Tuesday 28 June 2011

Let the counselling begin


A day after we attended the donor information evening we made an appointment to see a counsellor at our clinic and finally discuss the past three years – highs ….. lows ….. and the mediums. Our first session was all about venting. We vented about the lack of support and exhaustions, the fights and arguments, the expectations and failures.

Whilst I felt like I did most of the talking, I could slowly sense that DH was opening up. He was nervous and embarrassed but I knew this would help him move forward. I can’t begin to tell you how therapeutic it was to talk openly and honestly with a stranger. Someone we’d never met before. But we bounced out of that session and chatted the 45 minutes drive home about everything. How we were feeling?  How we move forward? What evenings to schedule our ‘homework’ or discussions for?

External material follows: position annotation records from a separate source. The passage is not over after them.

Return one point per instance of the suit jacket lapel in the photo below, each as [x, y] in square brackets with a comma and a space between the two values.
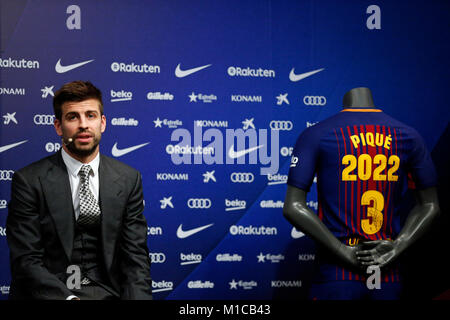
[112, 207]
[56, 188]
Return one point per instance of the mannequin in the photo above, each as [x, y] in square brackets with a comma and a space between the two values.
[366, 253]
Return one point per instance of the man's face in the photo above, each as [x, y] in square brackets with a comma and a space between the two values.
[83, 122]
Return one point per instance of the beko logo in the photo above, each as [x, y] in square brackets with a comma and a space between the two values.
[246, 285]
[211, 123]
[242, 177]
[158, 286]
[131, 122]
[249, 72]
[44, 119]
[252, 231]
[242, 98]
[198, 284]
[231, 205]
[12, 91]
[269, 257]
[270, 204]
[117, 96]
[281, 125]
[276, 179]
[160, 96]
[226, 257]
[198, 203]
[18, 64]
[314, 100]
[190, 258]
[6, 175]
[157, 257]
[136, 68]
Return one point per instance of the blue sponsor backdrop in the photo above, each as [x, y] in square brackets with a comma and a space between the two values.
[164, 65]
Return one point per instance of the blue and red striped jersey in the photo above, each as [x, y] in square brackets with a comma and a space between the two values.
[362, 158]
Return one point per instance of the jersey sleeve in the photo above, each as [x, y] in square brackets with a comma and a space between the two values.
[304, 159]
[420, 165]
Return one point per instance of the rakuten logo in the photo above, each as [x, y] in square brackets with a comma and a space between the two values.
[18, 64]
[249, 72]
[286, 283]
[198, 284]
[160, 96]
[132, 67]
[252, 231]
[226, 257]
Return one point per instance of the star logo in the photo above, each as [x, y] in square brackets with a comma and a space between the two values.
[47, 91]
[233, 284]
[193, 97]
[248, 123]
[166, 202]
[9, 117]
[209, 175]
[157, 123]
[282, 98]
[261, 257]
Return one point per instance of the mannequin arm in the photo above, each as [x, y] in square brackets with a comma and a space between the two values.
[303, 218]
[418, 222]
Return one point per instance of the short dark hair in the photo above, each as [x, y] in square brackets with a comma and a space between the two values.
[75, 91]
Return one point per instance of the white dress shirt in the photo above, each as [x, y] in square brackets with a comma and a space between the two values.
[73, 167]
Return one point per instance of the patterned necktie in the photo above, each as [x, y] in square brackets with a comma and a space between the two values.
[89, 208]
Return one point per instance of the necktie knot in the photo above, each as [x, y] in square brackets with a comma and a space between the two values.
[84, 171]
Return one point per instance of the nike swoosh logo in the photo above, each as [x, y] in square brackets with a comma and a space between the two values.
[297, 77]
[120, 152]
[9, 146]
[62, 69]
[184, 73]
[184, 234]
[237, 154]
[296, 234]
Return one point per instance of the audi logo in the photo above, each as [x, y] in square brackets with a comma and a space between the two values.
[196, 203]
[242, 177]
[314, 100]
[157, 257]
[281, 125]
[6, 174]
[44, 119]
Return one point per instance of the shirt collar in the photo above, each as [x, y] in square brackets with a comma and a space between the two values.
[74, 166]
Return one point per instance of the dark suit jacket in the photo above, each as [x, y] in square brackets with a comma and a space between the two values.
[41, 221]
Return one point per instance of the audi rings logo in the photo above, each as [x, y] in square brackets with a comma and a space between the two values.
[285, 125]
[196, 203]
[242, 177]
[314, 100]
[6, 174]
[44, 119]
[157, 257]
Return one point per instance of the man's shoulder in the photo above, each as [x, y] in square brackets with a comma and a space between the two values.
[40, 166]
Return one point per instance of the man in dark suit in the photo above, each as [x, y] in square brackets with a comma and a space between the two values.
[75, 224]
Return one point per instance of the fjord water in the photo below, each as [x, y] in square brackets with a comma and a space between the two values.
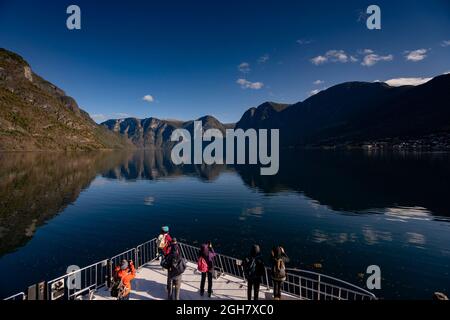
[334, 212]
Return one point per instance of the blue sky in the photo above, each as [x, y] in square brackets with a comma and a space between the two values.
[186, 54]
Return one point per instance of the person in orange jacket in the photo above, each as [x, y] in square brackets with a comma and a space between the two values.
[125, 273]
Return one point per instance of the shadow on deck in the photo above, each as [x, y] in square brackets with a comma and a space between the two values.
[151, 280]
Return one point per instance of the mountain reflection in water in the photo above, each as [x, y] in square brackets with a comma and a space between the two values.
[325, 206]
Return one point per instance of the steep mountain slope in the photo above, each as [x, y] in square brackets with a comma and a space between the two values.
[156, 133]
[354, 112]
[37, 115]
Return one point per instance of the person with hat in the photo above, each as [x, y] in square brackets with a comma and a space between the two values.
[164, 242]
[176, 265]
[124, 274]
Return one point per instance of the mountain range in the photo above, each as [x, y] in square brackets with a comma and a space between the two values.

Three weeks later and our next session was just as good. This time the counsellor got us talking about moving forward and what our options were. Mostly we talked about donors and we touched briefly on adoption. The donor discussion was slightly heated but this is only because it’s not something we want to face. NO ONE wants to use donor sperm. I certainly don’t! I want to comfort, sooth and care for the children of my husband; the children, who would inherit his mongy toes, dry skin, wicked humour and addiction to sport.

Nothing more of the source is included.